I spent some of my Christmas holiday reading Ben Rhodes’ autobiography The World as it Is, which recounts his time as one of Barack Obama’s chief foreign policy advisers.  Obama’s meta policy on China and European burden-sharing were identical to Trump’s; differences reside in how these policies were articulated and carried out. Obama’s challenge to China included: negotiating the Trans-Pacific Partnership (TPP), a trade agreement as part of an economic strategy against China, the deployment of Marines to Australia as part of a security strategy against China and an opening of Burma as part of softpower strategy to promote democracy in Southeast Asia.

However, if Obama found it difficult to realize policy success, contrary to the Trump-apologists’ arguments, Trump’s China tactics have been a complete failure. This is especially true with Trump’s distinct focus on U.S. trade deficits: in August 2020, the U.S. recorded its largest trade deficit in 14 years, despite the fact that it has gone from being a large importer of oil to an exporter.

Remember that Trump said that he would save American manufacturing, prominently intervening to stop a furnace manufacturer in Indiana from moving jobs to Mexico? Instead, more than 20 manufacturers in Indiana alone moved production to foreign countries since Trump took office, resulting in some 3,000 job losses in the state. Rather than help America’s workers, Trump’s tariffs and trade war with China hit U.S. manufacturing hard.

Twitter, Facebook, Parler etc.
My conclusion is that we are all partly responsible for the insurrection and violence that took place in Washington, D.C. on a day that Congress should have been carrying out a rather boring procedure of counting certified Electoral College votes.
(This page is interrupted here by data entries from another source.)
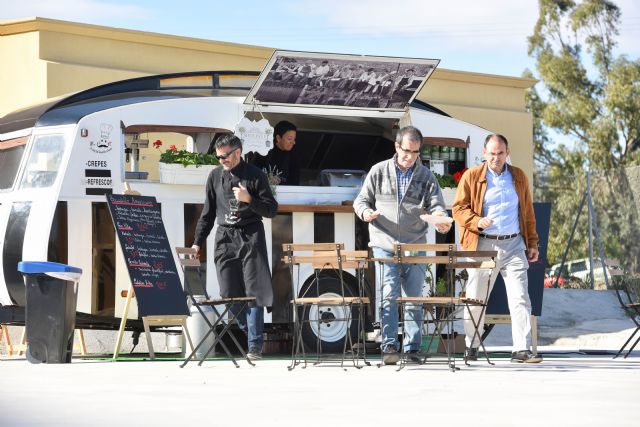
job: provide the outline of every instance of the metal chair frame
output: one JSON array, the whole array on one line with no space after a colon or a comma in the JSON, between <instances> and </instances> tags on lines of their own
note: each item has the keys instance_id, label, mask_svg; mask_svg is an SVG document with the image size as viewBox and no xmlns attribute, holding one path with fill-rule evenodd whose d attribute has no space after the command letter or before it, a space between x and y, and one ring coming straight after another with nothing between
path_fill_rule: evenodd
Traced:
<instances>
[{"instance_id":1,"label":"metal chair frame","mask_svg":"<svg viewBox=\"0 0 640 427\"><path fill-rule=\"evenodd\" d=\"M606 260L606 264L607 266L612 266L612 265L617 266L616 262L609 261L609 260ZM607 268L605 270L605 274L607 273L610 276L618 276L618 277L621 277L624 275L624 272L622 270L613 269L613 268L611 269ZM627 338L627 340L624 342L622 347L620 347L620 350L618 350L616 355L613 356L613 358L615 359L625 351L625 349L627 348L627 345L631 344L631 340L633 340L636 334L640 331L640 295L636 295L635 293L629 291L628 286L625 284L622 284L622 285L614 284L613 288L616 291L616 296L618 297L618 301L620 302L622 309L627 314L627 316L629 316L631 321L636 325L636 328L633 330L629 338ZM636 348L639 342L640 342L640 334L638 334L638 337L633 342L633 344L629 347L629 349L626 350L627 354L624 355L625 359L631 354L633 349Z\"/></svg>"},{"instance_id":2,"label":"metal chair frame","mask_svg":"<svg viewBox=\"0 0 640 427\"><path fill-rule=\"evenodd\" d=\"M406 252L446 252L445 256L413 256L404 255ZM423 319L423 336L429 335L429 346L434 338L446 332L450 337L453 337L453 322L456 320L456 314L462 310L467 310L474 326L474 338L478 338L480 346L484 351L487 363L493 364L489 359L488 352L482 342L482 336L478 331L479 319L482 318L486 310L486 301L488 300L488 292L483 300L469 299L464 296L455 296L455 271L457 268L493 268L495 267L494 258L497 256L495 251L458 251L454 244L396 244L394 247L394 257L390 259L376 259L379 262L394 262L398 264L445 264L447 268L447 296L429 296L429 297L398 297L397 302L399 305L399 314L403 317L403 312L406 310L407 305L421 305L423 313L425 313ZM473 258L473 261L458 261L458 258ZM487 287L488 289L488 287ZM472 306L480 306L482 311L478 320L475 319L471 312ZM442 308L440 310L440 317L436 317L434 311L436 308ZM382 304L380 309L382 310ZM432 333L425 334L424 327L428 323L433 323L434 331ZM404 331L404 328L403 328ZM403 332L404 333L404 332ZM459 368L456 366L455 354L453 351L453 340L450 339L445 347L447 356L447 365L451 371L456 371ZM407 364L407 357L404 353L404 346L400 352L400 366L398 370L401 370ZM422 356L421 364L425 364L429 354L426 353ZM468 365L468 361L465 359L465 364Z\"/></svg>"},{"instance_id":3,"label":"metal chair frame","mask_svg":"<svg viewBox=\"0 0 640 427\"><path fill-rule=\"evenodd\" d=\"M346 314L346 318L335 318L333 321L343 321L347 324L347 336L344 339L342 355L340 360L331 360L328 357L322 358L323 354L322 350L322 328L320 327L322 320L318 319L318 338L316 341L316 361L314 364L319 364L321 362L326 361L339 361L340 366L344 368L345 355L347 353L347 345L351 348L351 355L353 365L356 368L361 368L362 366L358 363L360 356L360 349L362 349L362 358L364 360L364 364L368 365L369 362L366 360L366 351L364 351L364 309L369 304L369 298L364 297L364 269L367 268L368 265L368 253L366 251L345 251L343 243L285 243L282 245L283 248L283 262L288 264L289 272L291 275L291 292L292 292L292 308L293 308L293 345L291 350L291 365L289 366L289 370L294 369L297 365L304 363L304 367L307 366L307 354L305 351L305 345L302 340L302 329L304 327L304 322L302 319L305 317L305 313L307 310L310 310L311 307L344 307ZM298 255L297 253L305 251L311 251L311 255ZM307 297L305 295L301 295L298 297L298 291L296 289L294 280L294 266L300 266L302 264L311 264L314 269L314 279L311 283L311 286L315 284L316 286L316 295L319 295L319 282L321 273L325 270L334 271L337 274L337 278L340 282L341 296L336 298L326 298L326 297ZM343 277L343 269L344 268L355 268L357 273L358 280L358 296L347 297L345 292L345 284ZM299 269L298 269L298 280L299 282ZM311 289L309 286L308 289ZM354 307L358 307L358 318L357 318L357 342L354 345L353 339L351 337L351 333L349 332L349 326L351 322L355 319L352 319L352 309ZM300 313L300 310L302 313ZM311 320L309 320L311 322Z\"/></svg>"},{"instance_id":4,"label":"metal chair frame","mask_svg":"<svg viewBox=\"0 0 640 427\"><path fill-rule=\"evenodd\" d=\"M200 266L200 260L198 260L196 258L191 258L191 255L195 255L196 254L195 249L193 249L193 248L184 248L184 247L176 247L175 249L176 249L176 253L178 254L178 258L180 260L180 266L182 267L182 271L183 272L186 273L185 270L186 270L187 267L199 267ZM240 352L242 357L244 359L246 359L246 361L251 366L254 366L254 363L251 361L251 359L249 359L247 357L247 354L244 351L244 349L242 348L242 345L240 344L240 342L236 338L235 334L231 330L232 324L233 323L238 324L238 320L236 318L237 315L234 314L233 312L231 312L230 309L231 309L231 306L233 304L239 304L240 305L240 310L238 310L238 313L241 313L250 302L255 301L255 297L213 298L212 299L207 294L206 286L203 287L203 288L204 288L206 300L198 302L195 299L195 296L193 294L193 290L191 289L191 286L189 285L189 281L187 280L187 277L186 277L186 274L185 274L185 279L184 279L184 290L185 290L185 293L187 294L187 297L191 300L191 304L194 307L196 307L196 309L198 310L198 312L200 313L200 315L202 316L202 318L206 322L207 326L209 327L209 330L202 337L200 342L193 348L193 350L191 351L191 354L189 354L189 356L180 365L180 367L184 368L187 365L187 363L189 363L195 357L196 352L200 349L200 347L202 347L202 345L204 345L205 341L207 340L207 338L211 334L213 334L213 336L214 336L213 343L209 346L209 348L207 349L207 352L205 353L205 355L198 362L198 366L201 366L202 363L207 359L209 354L215 349L216 345L220 344L220 346L224 350L225 354L231 359L231 361L233 362L235 367L236 368L240 367L240 365L238 365L238 362L236 361L236 358L233 356L233 354L229 350L229 347L222 340L222 338L227 334L229 335L229 337L233 341L234 345L236 346L236 348L238 349L238 351ZM211 321L209 321L209 319L205 315L204 311L202 310L202 306L210 306L213 309L213 313L214 313L215 318L216 318L213 323L211 323ZM224 307L222 312L220 312L220 310L218 309L218 307L220 307L220 306ZM227 316L227 314L229 314L229 319L227 321L225 321L225 317ZM222 330L217 332L216 329L221 325L222 325Z\"/></svg>"}]
</instances>

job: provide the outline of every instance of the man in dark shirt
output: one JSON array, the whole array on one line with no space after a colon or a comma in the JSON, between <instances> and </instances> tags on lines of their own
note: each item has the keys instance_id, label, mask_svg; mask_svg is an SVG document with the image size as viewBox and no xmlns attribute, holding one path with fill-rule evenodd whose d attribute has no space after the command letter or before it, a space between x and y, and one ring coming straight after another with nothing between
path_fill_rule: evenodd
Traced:
<instances>
[{"instance_id":1,"label":"man in dark shirt","mask_svg":"<svg viewBox=\"0 0 640 427\"><path fill-rule=\"evenodd\" d=\"M262 218L273 218L278 202L271 193L267 176L242 160L242 142L238 137L223 136L216 141L215 150L222 167L215 168L207 179L206 200L196 226L193 248L200 256L200 247L217 218L214 261L220 296L256 297L255 304L238 313L238 323L247 331L247 356L259 359L264 307L273 304ZM231 310L237 313L238 308Z\"/></svg>"},{"instance_id":2,"label":"man in dark shirt","mask_svg":"<svg viewBox=\"0 0 640 427\"><path fill-rule=\"evenodd\" d=\"M286 120L273 129L273 148L266 156L249 153L247 161L258 166L269 177L271 184L300 184L300 164L293 147L296 145L296 126Z\"/></svg>"}]
</instances>

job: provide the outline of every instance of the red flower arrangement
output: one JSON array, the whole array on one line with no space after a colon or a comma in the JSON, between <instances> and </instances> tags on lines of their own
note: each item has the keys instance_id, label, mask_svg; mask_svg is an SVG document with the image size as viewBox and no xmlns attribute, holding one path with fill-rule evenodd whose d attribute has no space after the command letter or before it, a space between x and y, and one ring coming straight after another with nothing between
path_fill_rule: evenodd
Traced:
<instances>
[{"instance_id":1,"label":"red flower arrangement","mask_svg":"<svg viewBox=\"0 0 640 427\"><path fill-rule=\"evenodd\" d=\"M153 146L160 149L162 141L156 139ZM202 165L217 165L218 160L212 154L192 153L187 150L178 150L175 144L169 146L169 149L160 153L160 163L180 163L184 167L193 165L199 167Z\"/></svg>"},{"instance_id":2,"label":"red flower arrangement","mask_svg":"<svg viewBox=\"0 0 640 427\"><path fill-rule=\"evenodd\" d=\"M464 168L453 174L453 180L456 182L456 184L460 183L460 180L462 179L462 175L464 175L467 169L469 168Z\"/></svg>"}]
</instances>

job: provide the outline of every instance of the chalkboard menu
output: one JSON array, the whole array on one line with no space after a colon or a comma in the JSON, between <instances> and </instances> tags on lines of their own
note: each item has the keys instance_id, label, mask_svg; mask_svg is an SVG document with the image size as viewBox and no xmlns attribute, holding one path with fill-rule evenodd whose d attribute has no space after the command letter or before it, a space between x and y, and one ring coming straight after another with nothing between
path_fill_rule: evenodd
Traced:
<instances>
[{"instance_id":1,"label":"chalkboard menu","mask_svg":"<svg viewBox=\"0 0 640 427\"><path fill-rule=\"evenodd\" d=\"M155 197L118 194L106 197L138 300L139 316L188 315Z\"/></svg>"}]
</instances>

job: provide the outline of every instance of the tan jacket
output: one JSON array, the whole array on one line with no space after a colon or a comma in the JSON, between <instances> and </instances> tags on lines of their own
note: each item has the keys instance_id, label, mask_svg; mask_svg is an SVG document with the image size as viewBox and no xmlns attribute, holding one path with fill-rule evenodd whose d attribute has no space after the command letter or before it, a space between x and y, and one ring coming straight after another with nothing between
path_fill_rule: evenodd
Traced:
<instances>
[{"instance_id":1,"label":"tan jacket","mask_svg":"<svg viewBox=\"0 0 640 427\"><path fill-rule=\"evenodd\" d=\"M533 198L529 191L529 182L522 169L509 165L513 184L518 194L518 212L520 216L520 234L527 248L538 247L536 217L533 213ZM482 218L484 193L487 191L487 163L470 168L458 183L456 199L453 202L453 218L460 227L460 244L465 250L475 251L482 230L478 221Z\"/></svg>"}]
</instances>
The Republicans are responsible for thinking that they could channel Trump’s celebrity for their own political power—their Faustian bargain. The right-wing media is partly responsible for profiting from and spreading Trump’s untruths. The left and center leaning media is partly responsible for profiting from a continual focus on Trump’s outrages, with an obsession on counting the number of Trump’s lies.
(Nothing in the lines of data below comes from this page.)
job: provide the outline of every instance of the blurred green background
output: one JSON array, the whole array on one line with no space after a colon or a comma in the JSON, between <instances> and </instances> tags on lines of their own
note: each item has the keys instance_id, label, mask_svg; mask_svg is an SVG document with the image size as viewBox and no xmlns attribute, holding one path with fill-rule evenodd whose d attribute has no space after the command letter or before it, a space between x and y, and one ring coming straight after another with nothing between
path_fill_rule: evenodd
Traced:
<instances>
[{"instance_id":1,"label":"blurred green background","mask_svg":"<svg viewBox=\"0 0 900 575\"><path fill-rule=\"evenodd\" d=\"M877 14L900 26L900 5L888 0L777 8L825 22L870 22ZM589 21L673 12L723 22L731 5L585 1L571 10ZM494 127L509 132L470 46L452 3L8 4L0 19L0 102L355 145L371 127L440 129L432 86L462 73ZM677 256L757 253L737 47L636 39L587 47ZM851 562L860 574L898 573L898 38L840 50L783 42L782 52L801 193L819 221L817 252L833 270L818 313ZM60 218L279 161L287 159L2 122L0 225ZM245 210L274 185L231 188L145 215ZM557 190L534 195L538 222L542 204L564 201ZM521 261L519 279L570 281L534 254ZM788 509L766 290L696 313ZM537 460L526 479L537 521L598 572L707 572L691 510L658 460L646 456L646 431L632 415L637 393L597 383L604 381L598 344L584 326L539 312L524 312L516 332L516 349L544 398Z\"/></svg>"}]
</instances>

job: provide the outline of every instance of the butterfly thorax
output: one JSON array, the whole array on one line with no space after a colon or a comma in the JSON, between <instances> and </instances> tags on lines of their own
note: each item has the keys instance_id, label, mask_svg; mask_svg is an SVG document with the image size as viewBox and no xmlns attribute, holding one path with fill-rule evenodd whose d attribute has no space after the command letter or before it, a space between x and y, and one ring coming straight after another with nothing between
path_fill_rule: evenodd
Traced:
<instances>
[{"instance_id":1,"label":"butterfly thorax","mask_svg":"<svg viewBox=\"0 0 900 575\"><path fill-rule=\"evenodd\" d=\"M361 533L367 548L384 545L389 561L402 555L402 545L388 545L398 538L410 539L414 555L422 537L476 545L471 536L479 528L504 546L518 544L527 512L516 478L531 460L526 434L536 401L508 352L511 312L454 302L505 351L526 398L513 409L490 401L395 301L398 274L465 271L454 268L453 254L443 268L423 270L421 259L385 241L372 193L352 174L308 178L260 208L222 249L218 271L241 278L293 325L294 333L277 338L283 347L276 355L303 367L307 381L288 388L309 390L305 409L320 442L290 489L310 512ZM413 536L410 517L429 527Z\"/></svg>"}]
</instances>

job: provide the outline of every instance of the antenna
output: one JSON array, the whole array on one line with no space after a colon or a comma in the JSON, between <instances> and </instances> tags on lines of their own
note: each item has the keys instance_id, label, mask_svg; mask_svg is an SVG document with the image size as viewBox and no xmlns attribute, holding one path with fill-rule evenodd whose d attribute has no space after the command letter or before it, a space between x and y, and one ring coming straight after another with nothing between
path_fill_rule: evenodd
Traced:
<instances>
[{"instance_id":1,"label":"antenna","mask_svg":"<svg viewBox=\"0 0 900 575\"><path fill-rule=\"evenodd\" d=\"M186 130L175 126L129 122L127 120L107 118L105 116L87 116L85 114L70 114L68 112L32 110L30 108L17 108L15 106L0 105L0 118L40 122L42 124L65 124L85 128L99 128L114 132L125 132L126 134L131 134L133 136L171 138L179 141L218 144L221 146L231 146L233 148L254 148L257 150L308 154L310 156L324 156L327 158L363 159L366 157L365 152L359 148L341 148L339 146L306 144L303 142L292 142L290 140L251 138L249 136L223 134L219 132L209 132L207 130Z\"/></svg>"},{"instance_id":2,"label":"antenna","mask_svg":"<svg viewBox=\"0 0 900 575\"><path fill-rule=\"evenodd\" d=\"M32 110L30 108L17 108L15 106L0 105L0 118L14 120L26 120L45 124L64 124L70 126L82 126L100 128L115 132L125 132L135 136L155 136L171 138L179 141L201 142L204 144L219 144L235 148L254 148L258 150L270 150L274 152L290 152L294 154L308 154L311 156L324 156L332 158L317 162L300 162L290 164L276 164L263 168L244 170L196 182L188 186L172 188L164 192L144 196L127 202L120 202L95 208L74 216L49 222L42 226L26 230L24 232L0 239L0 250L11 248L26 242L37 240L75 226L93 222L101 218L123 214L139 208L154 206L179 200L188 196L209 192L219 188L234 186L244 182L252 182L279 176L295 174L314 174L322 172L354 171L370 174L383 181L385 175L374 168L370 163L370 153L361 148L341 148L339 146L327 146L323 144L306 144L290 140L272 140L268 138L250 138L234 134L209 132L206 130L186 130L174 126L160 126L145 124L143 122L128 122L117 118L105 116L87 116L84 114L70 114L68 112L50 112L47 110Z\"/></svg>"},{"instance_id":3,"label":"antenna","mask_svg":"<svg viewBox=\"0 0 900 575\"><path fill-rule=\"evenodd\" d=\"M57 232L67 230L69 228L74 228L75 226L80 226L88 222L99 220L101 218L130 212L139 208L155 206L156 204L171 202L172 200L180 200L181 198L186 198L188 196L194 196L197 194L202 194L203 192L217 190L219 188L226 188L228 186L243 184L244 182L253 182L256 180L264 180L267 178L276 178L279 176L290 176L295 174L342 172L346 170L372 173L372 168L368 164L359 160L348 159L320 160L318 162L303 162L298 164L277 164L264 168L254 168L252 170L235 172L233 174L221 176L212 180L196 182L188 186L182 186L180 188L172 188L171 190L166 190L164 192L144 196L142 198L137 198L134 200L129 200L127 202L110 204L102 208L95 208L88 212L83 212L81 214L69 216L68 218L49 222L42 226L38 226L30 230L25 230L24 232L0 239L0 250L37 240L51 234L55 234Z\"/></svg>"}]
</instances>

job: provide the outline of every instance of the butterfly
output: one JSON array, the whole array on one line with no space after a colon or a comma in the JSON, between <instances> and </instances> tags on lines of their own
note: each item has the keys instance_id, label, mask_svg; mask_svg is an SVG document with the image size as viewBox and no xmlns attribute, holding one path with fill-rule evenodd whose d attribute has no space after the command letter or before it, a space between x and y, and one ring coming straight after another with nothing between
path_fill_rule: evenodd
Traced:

And the publics, who lapped up their polarized news sources like there was no tomorrow, they are responsible too. We all kept Trump in the center of our focus, which is just where he wanted to be. For four years Trump was fixated on his own celebrity and obsessed with the media. The New York Times wrote in October 2016 that Trump was a man “intoxicated by the glow of his name in the news media,” and thrilled when he saw his name mentioned.

We all fed his addiction, with every time we loathed him or loved him. In 2018, I wrote that the way to get Trump to function with any sense of normalcy was to hit him where it hurts him the most—ignore him and let him know his bad behavior will go unnoticed. We reject the soap opera and chaos in the White House, instead we will pay attention to good governance and actual policies.
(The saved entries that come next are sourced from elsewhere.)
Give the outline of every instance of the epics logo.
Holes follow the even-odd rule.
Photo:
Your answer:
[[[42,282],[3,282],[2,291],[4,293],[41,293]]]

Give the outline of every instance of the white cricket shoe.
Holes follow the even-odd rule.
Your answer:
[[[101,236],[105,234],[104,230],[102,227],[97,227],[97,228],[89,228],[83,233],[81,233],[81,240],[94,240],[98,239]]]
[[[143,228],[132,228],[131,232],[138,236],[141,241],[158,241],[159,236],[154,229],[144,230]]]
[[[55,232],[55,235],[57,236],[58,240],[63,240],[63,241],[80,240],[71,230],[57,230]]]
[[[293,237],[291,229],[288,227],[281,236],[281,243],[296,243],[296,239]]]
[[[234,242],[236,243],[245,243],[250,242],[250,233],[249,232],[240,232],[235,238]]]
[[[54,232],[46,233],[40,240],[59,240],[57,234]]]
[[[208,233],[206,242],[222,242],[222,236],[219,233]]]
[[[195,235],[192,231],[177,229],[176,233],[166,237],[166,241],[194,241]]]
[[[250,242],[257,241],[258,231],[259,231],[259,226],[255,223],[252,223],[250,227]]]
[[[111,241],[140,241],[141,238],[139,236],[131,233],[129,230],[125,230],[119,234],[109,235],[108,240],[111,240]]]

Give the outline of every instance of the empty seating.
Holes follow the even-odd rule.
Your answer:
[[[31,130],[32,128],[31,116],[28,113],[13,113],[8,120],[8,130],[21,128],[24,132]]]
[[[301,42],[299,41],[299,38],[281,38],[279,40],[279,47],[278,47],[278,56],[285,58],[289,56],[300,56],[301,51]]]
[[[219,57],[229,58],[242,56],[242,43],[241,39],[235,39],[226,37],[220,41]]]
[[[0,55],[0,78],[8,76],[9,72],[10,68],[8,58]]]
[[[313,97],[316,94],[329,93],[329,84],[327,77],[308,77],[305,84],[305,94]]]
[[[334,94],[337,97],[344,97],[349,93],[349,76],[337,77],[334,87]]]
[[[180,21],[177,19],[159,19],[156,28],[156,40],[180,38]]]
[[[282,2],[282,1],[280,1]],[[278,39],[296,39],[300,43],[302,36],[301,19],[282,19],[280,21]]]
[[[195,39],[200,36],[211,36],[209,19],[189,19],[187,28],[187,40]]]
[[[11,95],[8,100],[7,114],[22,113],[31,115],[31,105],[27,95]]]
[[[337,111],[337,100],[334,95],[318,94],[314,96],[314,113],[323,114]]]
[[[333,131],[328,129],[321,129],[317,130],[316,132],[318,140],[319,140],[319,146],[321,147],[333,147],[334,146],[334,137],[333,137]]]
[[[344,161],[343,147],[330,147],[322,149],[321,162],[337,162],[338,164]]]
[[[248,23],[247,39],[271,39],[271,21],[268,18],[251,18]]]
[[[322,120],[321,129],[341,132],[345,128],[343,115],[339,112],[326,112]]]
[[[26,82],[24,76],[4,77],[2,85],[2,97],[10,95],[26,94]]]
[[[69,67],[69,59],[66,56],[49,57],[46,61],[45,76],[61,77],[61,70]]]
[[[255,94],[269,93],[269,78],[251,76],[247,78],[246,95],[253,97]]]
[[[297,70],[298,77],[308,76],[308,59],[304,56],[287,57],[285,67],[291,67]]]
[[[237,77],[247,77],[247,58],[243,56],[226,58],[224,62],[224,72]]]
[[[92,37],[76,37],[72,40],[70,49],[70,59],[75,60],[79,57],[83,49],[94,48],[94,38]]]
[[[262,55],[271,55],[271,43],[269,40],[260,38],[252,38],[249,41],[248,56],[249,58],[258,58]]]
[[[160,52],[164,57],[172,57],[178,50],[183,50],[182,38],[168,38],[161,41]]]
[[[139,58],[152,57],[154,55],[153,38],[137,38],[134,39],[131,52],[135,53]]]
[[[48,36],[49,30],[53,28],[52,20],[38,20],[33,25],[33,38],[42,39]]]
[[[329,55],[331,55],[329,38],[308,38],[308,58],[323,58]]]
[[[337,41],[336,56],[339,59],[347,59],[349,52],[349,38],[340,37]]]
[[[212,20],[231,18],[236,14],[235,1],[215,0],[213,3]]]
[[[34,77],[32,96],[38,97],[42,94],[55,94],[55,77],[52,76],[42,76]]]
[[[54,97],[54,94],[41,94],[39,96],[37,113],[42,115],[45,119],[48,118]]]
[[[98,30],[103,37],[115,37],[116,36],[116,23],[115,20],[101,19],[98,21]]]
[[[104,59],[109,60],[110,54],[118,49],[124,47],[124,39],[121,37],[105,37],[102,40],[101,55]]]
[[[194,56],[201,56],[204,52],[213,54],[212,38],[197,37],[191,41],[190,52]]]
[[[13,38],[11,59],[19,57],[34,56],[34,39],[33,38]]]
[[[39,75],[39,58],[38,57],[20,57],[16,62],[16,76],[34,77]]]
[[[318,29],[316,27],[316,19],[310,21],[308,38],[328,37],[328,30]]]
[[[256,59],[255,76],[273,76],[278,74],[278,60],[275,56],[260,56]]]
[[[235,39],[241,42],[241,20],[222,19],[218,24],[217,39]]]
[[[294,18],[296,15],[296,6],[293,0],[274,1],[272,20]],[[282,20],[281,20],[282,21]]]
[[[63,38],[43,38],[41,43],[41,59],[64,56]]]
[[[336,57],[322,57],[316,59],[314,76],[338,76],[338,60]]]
That did not happen. We could not shake off our fascination for all things Trump.  And, like all addicts Trump basked in his drug. On the 20th of January 2021, Trump was faced with the prospect of receiving much less attention (with the added real expectation of substantial lawsuits). Trump did what all addicts do, he lashed out at everything and everyone that got in his way of that thing that intoxicated him most.